Il ne m’a pas fallu plus de cinq minutes vendredi après-midi pour comprendre qu’Anthony Scaramucci était le porte-parole idéal pour Donald Trump. Bel homme, articulé, ni sur la défensive ni trop confiant, personne n’a grimacé en l’entendant répondre au barrage de questions qui lui étaient adressées contrairement aux réactions courantes avec Sean Spicer.
Plus important encore, il a encensé son patron et louangé ses réussites. Il s’est humblement et très publiquement excusé pour avoir critiqué le candidat Trump pendant la campagne présidentielle (« un opportuniste… antiaméricain », « en bonne voie d’être élu président de l’association des brutes du comté de Queens » à New York).

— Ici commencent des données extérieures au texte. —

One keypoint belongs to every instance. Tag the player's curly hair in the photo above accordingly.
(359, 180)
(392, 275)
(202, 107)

Et il a dit et répété (au moins quatre fois) qu’il aimait le président (« I love the President ! ») et qu’il lui était « très très loyal ». Ne vous leurrez pas : Sarah Huckabee Sanders a beau avoir été nommée attachée de presse en remplacement de Sean Spicer, le nouveau visage de la Maison-Blanche sera celui de Scaramucci.
CRÉÉ À SON IMAGE
Sanders va se manger les baffes quotidiennes des correspondants ; Scaramucci sera là aux moments opportuns pour rappeler que le président fait « un boulot phénoménal ». À observer d’ailleurs la première sortie de l’ancien financier de Wall Street dans son nouveau rôle, c’est tout comme si l’on voyait et entendait le président.
Éloquent et charmeur, Scaramucci a réussi à piquer les journalistes — « Les médias sont quelque peu biaisés… » — tout en indiquant qu’il comptait simplement s’assurer que « le message du président allait être reçu par les Américains ». Pour corriger, bref, ce qu’indiquait le communiqué de la Maison-Blanche publié quelques heures plus tard, citant Donald Trump : « Nous avons accompli tellement et on nous reconnaît si peu. »
Et Scaramucci rappelle que ce président est « un gars très compétitif, un gagnant » et qu’en s’engageant auprès de lui, « ce que nous ferons, ce sera d’avoir beaucoup de victoires » (a lot of winning). Du Trump tout craché.
LE RETOUR À LA FORMULE GAGNANTE
L’ancien gestionnaire de fonds d’investissement peut bien soutenir qu’il a « beaucoup d’expérience en communication », il n’en a pas dans ce monde complexe de la stratégie de transmission de messages détaillés, fouillés sur des questions souvent nébuleuses avec des conséquences parfois dramatiques.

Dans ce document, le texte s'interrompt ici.